Ed Drakich, a former beach volleyball player at the 1996 Olympics and Volleyball Canada’s high-performance director for the sport, said he could not give details of the appeal.
A Volleyball Canada source said the body held back funding of all carded beach volleyball players, because it was the way to make certain that the carding money of developmental players would be protected in any judgment – players such as former world junior champion Garret May, VanHuizen’s playing partner. Developmental athletes playing with Canadian university teams get their school fees paid, the source said.
“They’re not a white knight,” Bansley said of Volleyball Canada. “I’m already in debt and they’re offering to put us in more debt. I’d rather try to do it on my own. I don’t want to owe Volleyball Canada any money. They need to do a better job of giving athletes travel support.”
Bansley said the women made ends meet this season by coaching school teams and club teams, baby sitting and taking a retail job. They flew a coach to the Shanghai tour stop by using points on a customer loyalty card, Bansley said.
On Wednesday, Volleyball Canada said it would use its credit to purchase tickets for the remaining tournaments on the World Tour – three for men and two for women. The men start next week in Prague. Bansley and Maloney have Grand Slam events remaining in Moscow (June 6 to 12) and Rome (June 12 to 17) The women have a good chance to qualify for the Olympics by making the top-16 ranking. Canada’s men’s team of Martin Reader of Comox, B.C., and John Binstock of Toronto has a better chance of making the Olympic field by winning June’s regional Continental Cup – which Reader won last year with a different partner – in Mazatlan, Mexico.

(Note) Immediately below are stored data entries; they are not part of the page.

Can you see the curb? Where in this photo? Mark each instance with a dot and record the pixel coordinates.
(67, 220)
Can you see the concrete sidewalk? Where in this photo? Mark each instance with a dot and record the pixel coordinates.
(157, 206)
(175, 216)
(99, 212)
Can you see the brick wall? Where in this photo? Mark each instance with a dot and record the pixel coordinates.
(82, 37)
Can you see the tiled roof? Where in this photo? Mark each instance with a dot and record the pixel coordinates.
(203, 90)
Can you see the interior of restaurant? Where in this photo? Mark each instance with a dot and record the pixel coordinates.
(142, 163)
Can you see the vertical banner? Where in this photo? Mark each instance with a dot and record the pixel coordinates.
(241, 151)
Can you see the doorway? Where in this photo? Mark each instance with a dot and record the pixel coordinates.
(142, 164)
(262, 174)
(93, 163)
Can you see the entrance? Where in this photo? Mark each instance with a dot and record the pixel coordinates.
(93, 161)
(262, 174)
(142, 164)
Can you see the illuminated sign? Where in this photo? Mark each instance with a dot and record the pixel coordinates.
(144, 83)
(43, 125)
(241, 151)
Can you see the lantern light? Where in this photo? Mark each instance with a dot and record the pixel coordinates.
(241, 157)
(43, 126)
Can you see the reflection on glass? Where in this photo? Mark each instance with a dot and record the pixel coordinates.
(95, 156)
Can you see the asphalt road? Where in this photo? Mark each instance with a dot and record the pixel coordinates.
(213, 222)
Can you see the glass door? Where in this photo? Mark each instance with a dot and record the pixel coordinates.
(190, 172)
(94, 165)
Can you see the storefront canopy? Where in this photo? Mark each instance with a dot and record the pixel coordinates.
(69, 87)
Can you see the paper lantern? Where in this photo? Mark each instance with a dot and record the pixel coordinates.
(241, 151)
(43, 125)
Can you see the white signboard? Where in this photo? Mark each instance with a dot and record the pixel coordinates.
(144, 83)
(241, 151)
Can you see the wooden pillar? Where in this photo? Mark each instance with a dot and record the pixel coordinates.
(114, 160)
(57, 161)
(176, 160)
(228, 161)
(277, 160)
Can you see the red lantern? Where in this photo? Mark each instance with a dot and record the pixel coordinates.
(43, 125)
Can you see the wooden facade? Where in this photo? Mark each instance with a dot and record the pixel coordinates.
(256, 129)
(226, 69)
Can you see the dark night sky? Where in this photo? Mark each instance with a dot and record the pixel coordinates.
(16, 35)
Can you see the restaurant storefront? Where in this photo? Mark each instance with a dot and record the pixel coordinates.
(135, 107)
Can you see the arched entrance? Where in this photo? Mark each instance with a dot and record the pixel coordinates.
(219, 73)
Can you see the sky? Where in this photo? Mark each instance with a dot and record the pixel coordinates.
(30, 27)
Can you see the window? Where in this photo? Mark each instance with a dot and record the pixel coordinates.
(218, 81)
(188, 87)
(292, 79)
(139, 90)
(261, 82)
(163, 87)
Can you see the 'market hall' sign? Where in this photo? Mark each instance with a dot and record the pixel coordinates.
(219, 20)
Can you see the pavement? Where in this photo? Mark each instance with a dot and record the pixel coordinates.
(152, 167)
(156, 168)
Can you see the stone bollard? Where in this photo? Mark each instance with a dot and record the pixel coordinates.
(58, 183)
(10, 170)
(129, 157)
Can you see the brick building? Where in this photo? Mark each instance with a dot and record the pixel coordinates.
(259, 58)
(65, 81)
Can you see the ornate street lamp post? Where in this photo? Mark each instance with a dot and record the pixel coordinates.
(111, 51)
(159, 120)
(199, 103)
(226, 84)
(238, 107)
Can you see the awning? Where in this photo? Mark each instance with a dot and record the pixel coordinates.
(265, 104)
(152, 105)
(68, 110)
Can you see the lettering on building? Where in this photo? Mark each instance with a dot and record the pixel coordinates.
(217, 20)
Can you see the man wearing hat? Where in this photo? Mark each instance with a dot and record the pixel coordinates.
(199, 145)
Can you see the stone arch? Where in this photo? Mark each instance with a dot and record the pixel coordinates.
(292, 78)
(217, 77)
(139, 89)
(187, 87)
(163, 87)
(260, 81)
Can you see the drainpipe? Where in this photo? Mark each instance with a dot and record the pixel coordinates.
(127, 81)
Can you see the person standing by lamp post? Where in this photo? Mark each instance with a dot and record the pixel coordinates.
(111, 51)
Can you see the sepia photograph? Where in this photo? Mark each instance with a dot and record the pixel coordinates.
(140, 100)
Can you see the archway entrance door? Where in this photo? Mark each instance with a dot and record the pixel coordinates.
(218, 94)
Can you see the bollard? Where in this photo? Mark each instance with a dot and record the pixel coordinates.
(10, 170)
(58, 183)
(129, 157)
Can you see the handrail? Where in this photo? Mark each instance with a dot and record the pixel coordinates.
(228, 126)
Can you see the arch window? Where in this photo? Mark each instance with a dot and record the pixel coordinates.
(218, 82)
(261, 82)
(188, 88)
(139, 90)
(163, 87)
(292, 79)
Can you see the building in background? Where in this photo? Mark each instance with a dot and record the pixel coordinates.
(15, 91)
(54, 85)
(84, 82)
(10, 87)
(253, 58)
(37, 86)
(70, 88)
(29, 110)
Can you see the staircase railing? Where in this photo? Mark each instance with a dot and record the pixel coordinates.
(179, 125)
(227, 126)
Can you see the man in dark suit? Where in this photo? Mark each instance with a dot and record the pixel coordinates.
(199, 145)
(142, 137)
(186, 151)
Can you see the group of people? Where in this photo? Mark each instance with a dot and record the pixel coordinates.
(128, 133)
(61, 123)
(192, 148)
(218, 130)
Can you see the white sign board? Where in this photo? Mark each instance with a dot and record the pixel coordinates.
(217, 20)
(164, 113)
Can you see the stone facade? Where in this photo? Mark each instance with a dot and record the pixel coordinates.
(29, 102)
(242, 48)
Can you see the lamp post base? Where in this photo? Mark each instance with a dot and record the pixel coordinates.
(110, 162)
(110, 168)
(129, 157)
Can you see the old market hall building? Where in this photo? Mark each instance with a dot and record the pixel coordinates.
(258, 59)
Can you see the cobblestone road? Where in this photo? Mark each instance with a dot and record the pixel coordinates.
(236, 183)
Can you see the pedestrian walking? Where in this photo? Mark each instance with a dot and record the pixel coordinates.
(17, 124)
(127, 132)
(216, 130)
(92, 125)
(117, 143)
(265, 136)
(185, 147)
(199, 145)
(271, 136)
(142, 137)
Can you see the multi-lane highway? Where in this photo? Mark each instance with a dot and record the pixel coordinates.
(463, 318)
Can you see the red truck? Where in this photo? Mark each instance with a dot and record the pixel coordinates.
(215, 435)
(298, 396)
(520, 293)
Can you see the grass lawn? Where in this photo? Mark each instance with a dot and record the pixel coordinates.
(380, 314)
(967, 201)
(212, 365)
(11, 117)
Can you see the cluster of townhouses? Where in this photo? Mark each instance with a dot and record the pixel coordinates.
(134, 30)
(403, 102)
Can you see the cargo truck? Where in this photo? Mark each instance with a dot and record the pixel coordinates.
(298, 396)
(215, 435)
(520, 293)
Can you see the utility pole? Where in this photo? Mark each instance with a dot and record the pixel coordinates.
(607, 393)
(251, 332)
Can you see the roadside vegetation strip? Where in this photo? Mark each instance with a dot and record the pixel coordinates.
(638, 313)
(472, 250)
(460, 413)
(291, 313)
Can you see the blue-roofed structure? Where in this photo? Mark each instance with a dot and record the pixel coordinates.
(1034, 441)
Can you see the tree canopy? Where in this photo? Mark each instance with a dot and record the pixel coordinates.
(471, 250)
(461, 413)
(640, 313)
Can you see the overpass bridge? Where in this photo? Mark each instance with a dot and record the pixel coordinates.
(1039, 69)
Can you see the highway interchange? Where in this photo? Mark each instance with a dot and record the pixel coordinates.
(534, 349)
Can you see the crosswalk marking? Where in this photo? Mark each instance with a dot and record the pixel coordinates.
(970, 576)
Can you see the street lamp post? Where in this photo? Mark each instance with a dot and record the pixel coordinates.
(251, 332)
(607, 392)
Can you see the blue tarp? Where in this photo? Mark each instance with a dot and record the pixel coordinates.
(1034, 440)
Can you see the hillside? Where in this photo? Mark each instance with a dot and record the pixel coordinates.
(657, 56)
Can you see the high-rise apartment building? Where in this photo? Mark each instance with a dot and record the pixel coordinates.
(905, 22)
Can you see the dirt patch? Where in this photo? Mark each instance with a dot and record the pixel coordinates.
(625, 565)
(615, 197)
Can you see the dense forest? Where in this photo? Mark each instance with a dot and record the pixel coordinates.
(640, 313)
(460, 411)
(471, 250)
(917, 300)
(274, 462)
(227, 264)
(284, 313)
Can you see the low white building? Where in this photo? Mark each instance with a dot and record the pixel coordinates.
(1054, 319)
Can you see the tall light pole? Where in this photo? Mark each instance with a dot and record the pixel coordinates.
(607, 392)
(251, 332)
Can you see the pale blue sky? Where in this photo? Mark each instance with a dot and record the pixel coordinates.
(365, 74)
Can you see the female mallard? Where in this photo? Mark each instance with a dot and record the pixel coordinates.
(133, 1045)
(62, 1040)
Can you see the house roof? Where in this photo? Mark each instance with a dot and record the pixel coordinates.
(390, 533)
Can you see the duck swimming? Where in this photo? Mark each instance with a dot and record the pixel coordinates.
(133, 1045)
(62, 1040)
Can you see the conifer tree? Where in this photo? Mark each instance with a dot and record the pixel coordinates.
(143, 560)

Reader says he probably will use the Volleyball Canada loan, but “the reality is our federation hasn’t provided us any financial support in the most important year of our careers to date. I have been training for six years for this opportunity and I am a day from an essential flight towards making my Olympic dream ... and I haven’t been able to purchase it.”
Jane Roos, founder of the independent athlete fundraising body, Canadian Athletes Now, started an emergency appeal for the cash-strapped athletes. By Thursday afternoon the fund received pledges of almost $22,000.